El elemento que vuelve irreductible esa tensión, que no permite que se solucione en una síntesis, es el propio sonido. Como si se tratara de una pieza de Charles Ives —y su famosa pregunta sin respuesta, sin síntesis, precisamente—, las capas sonoras de la comunidad de los bisbiseantes se sobreponen en el aire temporalmente, conforman al vuelo un cuerpo de mayor complejidad y, con la misma ligereza, vuelven a separarse y dispersarse. Los signos de la biblioteca del aire forman tramas así de dinámicas, extrañas incluso para el propio cuerpo del individuo, que también alcanza un momento de dispersión.

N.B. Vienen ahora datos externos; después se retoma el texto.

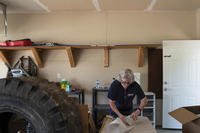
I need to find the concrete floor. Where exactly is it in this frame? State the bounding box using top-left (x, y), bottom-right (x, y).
top-left (156, 129), bottom-right (182, 133)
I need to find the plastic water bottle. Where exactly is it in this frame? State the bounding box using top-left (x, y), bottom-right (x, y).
top-left (96, 80), bottom-right (100, 89)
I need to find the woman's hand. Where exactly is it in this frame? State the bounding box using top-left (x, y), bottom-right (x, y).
top-left (119, 114), bottom-right (128, 125)
top-left (131, 109), bottom-right (140, 120)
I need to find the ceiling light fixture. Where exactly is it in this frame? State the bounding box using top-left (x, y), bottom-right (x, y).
top-left (33, 0), bottom-right (50, 12)
top-left (92, 0), bottom-right (101, 12)
top-left (144, 0), bottom-right (157, 11)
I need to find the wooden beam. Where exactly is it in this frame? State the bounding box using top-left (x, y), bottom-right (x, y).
top-left (104, 47), bottom-right (109, 67)
top-left (31, 47), bottom-right (44, 68)
top-left (65, 47), bottom-right (75, 67)
top-left (0, 50), bottom-right (10, 65)
top-left (138, 46), bottom-right (144, 67)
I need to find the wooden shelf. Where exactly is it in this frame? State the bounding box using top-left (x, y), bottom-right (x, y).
top-left (0, 44), bottom-right (161, 68)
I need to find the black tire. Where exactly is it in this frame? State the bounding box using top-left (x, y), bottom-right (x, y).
top-left (0, 78), bottom-right (82, 133)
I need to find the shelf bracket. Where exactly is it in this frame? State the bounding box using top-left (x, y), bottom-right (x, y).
top-left (138, 46), bottom-right (144, 67)
top-left (104, 47), bottom-right (109, 67)
top-left (0, 50), bottom-right (10, 65)
top-left (31, 48), bottom-right (44, 68)
top-left (65, 47), bottom-right (75, 67)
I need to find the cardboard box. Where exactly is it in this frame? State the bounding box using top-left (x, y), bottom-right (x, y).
top-left (169, 106), bottom-right (200, 133)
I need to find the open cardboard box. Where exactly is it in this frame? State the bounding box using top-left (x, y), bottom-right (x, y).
top-left (169, 105), bottom-right (200, 133)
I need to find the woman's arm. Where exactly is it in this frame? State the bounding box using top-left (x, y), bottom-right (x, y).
top-left (109, 99), bottom-right (126, 124)
top-left (131, 96), bottom-right (148, 120)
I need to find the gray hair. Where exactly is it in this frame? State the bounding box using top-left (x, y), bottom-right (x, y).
top-left (117, 68), bottom-right (134, 83)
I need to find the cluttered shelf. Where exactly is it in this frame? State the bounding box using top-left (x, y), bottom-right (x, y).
top-left (0, 44), bottom-right (161, 68)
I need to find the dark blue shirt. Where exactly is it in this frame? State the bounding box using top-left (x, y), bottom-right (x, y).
top-left (108, 80), bottom-right (145, 116)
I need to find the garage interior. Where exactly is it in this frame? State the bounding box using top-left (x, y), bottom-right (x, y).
top-left (0, 0), bottom-right (200, 133)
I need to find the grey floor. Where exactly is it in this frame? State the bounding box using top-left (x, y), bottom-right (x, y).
top-left (156, 128), bottom-right (182, 133)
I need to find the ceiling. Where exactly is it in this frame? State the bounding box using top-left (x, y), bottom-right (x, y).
top-left (0, 0), bottom-right (200, 13)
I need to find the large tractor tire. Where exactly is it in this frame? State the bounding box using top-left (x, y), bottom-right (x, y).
top-left (0, 78), bottom-right (82, 133)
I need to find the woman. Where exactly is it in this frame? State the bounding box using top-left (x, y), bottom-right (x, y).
top-left (108, 69), bottom-right (147, 123)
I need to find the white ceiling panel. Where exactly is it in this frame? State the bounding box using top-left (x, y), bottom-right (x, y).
top-left (99, 0), bottom-right (150, 11)
top-left (0, 0), bottom-right (200, 13)
top-left (0, 0), bottom-right (48, 13)
top-left (153, 0), bottom-right (200, 11)
top-left (40, 0), bottom-right (95, 11)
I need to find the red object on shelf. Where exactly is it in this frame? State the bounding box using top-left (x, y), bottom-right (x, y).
top-left (0, 39), bottom-right (32, 46)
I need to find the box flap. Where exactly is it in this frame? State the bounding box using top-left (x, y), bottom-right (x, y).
top-left (169, 108), bottom-right (199, 124)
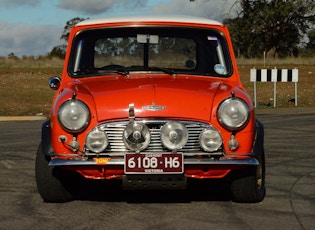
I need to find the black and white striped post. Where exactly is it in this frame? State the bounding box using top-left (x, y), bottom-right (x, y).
top-left (250, 68), bottom-right (299, 107)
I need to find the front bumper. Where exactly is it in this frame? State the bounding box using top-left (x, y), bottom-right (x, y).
top-left (49, 157), bottom-right (259, 166)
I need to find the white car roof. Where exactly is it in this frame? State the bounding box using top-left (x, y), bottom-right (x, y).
top-left (76, 15), bottom-right (222, 26)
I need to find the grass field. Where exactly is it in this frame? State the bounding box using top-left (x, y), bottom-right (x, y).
top-left (0, 58), bottom-right (315, 116)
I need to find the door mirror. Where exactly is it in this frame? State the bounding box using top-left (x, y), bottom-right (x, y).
top-left (48, 76), bottom-right (61, 90)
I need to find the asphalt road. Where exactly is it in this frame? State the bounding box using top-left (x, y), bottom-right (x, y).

«Sabemos que cuando el abad Bernardo hablaba, contaba o dictaba un paisaje, su amanuense escuchaba y murmuraba. Cogía lo que Bernardo dictaba y, según la concepción de su tiempo, luego lo dictaba murmurando a su propia mano: la boca del escriba guiaba la mano que sostenía el stylus».

Creo que no hemos alcanzado el nivel de extrañamiento del cuerpo del abad Bernardo, porque su murmullo es un sonido que escucharemos apenas en el futuro. Esa es la vía que enseña el sonido, su pedagogía vibrátil, la trama política en espera de conformarse, es decir, pronunciarse.